My wife and I recently took a trip to the grocery store. That’s nothing new. We do that every now and again so we can continue to keep the children alive despite the fact they show absolutely no gratitude for our efforts.

We were going to buy some fresh fruits and vegetables in order to have healthy snacks around the house.

Okay, that was a lie. We went for chips, canned goods, cheese, and sodas. We also stopped for burgers on the way home and ate them in the car so we wouldn’t have to share with the kids. Fruits and vegetables? What am I, a goat? That stuff just ends up going bad at the bottom of our crisper drawer and has to be mopped out with a sponge and a handful of paper towels at the end of every month.
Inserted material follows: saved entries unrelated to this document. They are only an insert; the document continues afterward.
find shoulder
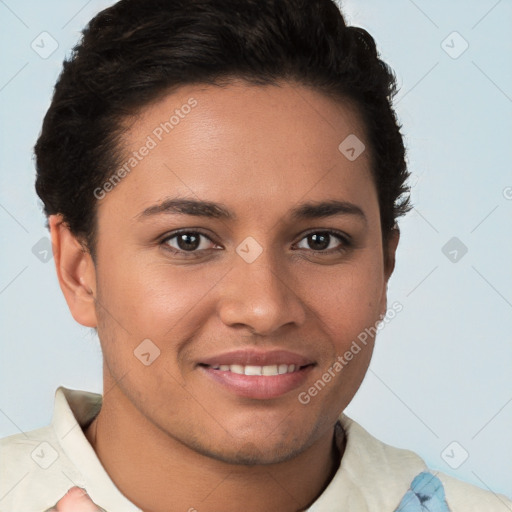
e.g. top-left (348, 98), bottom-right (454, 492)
top-left (0, 426), bottom-right (83, 511)
top-left (335, 416), bottom-right (512, 512)
top-left (0, 424), bottom-right (59, 477)
top-left (315, 416), bottom-right (429, 510)
top-left (340, 415), bottom-right (427, 479)
top-left (437, 471), bottom-right (512, 511)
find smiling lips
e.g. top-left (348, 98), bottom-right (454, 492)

Anyway, back to my initial point: we were going to the store.

Our shopping trips lately have fallen into a routine. Or rather, I should say, they’ve fallen into a rut. This week was no different.

My wife and I arrived at the store, looked at all the cars in the parking lot, and said the exact same thing we say every week.

Wife: “Crowded today.”

Me: “Yup. Why do we keep coming on Saturdays?”
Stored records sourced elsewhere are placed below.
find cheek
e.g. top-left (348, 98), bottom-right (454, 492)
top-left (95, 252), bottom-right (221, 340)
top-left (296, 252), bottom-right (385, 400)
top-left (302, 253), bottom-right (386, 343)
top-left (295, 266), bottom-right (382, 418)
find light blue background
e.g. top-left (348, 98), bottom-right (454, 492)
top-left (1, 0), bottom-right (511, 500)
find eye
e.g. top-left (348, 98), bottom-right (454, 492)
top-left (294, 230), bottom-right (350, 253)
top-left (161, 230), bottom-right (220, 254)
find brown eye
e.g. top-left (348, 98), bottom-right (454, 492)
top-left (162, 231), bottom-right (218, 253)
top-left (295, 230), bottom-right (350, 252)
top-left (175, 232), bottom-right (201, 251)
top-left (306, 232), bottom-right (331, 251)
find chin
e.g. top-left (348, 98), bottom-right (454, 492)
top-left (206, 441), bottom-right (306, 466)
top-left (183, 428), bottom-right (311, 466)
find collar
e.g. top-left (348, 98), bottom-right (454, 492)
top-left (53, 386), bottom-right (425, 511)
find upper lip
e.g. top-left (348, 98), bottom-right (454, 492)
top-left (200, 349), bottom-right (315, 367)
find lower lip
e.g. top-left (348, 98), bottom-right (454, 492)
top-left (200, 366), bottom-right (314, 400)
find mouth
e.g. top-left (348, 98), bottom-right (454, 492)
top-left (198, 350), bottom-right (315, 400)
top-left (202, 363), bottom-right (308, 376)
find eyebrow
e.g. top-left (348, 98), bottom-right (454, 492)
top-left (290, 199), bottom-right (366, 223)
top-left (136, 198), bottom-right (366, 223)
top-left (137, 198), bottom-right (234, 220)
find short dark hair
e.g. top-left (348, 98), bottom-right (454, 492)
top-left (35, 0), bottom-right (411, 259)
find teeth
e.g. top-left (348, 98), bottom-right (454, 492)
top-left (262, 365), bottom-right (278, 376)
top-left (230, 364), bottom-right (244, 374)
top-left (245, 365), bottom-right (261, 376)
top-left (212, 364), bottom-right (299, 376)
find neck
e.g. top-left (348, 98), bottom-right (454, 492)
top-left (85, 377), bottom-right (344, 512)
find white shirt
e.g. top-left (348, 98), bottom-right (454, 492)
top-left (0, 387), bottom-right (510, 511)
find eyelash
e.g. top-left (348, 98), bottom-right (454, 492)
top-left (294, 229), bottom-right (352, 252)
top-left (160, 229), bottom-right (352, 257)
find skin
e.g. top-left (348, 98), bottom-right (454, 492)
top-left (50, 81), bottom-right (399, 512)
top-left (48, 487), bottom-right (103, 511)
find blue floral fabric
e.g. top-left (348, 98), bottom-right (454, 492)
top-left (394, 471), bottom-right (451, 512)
Wife: “We could just go home and try again tomorrow.”

Me: (heavy sigh) “No. We’re here. I’m not driving all the way back here tomorrow. We should just get this over with.”

With the mandatory “It’s crowded” speech out of the way, we climbed out of the car.

We were immediately bombarded by the sound of accordion music in the parking lot. This has been a regular occurrence for many weeks now. Accordion players are like cats. They make a lot of noise nobody wants to hear, they’re difficult to shoo away, and if you make the mistake of feeding them once, they will keep coming back.

I looked over my shoulder and saw a woman putting money in the accordion player’s music case.

“Dammit,” I muttered. “Now he’s going to be here again next week.”

My wife said, “Leave him alone. He’s not that bad.”

I warned her, “He’s a stray, and we’re not taking him home with us.”

I selected a cart, and we wandered into the store. The first stop on the weekly journey is always the deli counter. The same woman is usually working the counter, so I always wave politely and say hi. She has worked at this particular store in the deli department for at least the last two years and she still has no idea how to do her job. My wife and I have started taking bets as to how she is going to screw up my order each week. We have a bingo card of things she has done, and we pick a new square before each trip just to keep things interesting.

This week, I asked her for one pound of the smoked ham, cut thin for sandwiches. She nodded, told me “okay,” then pulled out a sleeve of meat from a pile on the refrigerated counter. I watched her as she fired up the slicer and shaved off one pound. I was pleasantly surprised when I saw how thin she was cutting the ham. I usually have to tell her three of four times to make it thinner than the three-inch slabs she normally cuts.

She weighed the ham, bagged it, and handed it to me.

“There you go. One pound, honey ham.”

“I asked for smoked ham,”

She smiled and nodded again. “Right, we ran out, so I gave you honey ham.”

I took my incorrect meat, said thank you, and walked away.

You may be wondering why I didn’t discuss the order change with her, but I have tried fixing her mistakes in the past and the discussion never goes well. She doesn’t seem to understand why people care so much about getting what they ask for.

Besides, I had just won five dollars from my wife. I picked winning square #6 in the “what’s the deli lady going to botch up this week,” lottery. I chose “wrong order.” My wife foolishly went with square #7, “breaks the scales,” even though the deli lady had done that the previous week and rarely repeated the same mistake twice in a row.

I tossed my winning honey ham into the cart, and we continued our stroll through the store. The rest of the trip went smoothly, except for a rather long wait at the cashier line at the end. Hence our initial “why do we keep coming on Saturday,” discussion in the parking lot. We left the store about an hour after we arrived, with $200 less in our bank account.

We ran through the parking lot to the car, trying not to make eye contact with the accordion player. Sometimes they try to follow, and when that happens, the only way to get rid of them is throw out a can of tuna or something; then when they stop to pick it up, you can escape while they’re distracted.

This time, we got away without drawing any unwanted attention.

Next week, who knows? It’s always a crap shoot.

When next we go shopping, we will probably go on a Saturday again. The odds are pretty high. Especially since my wife and I never learn from our mistakes.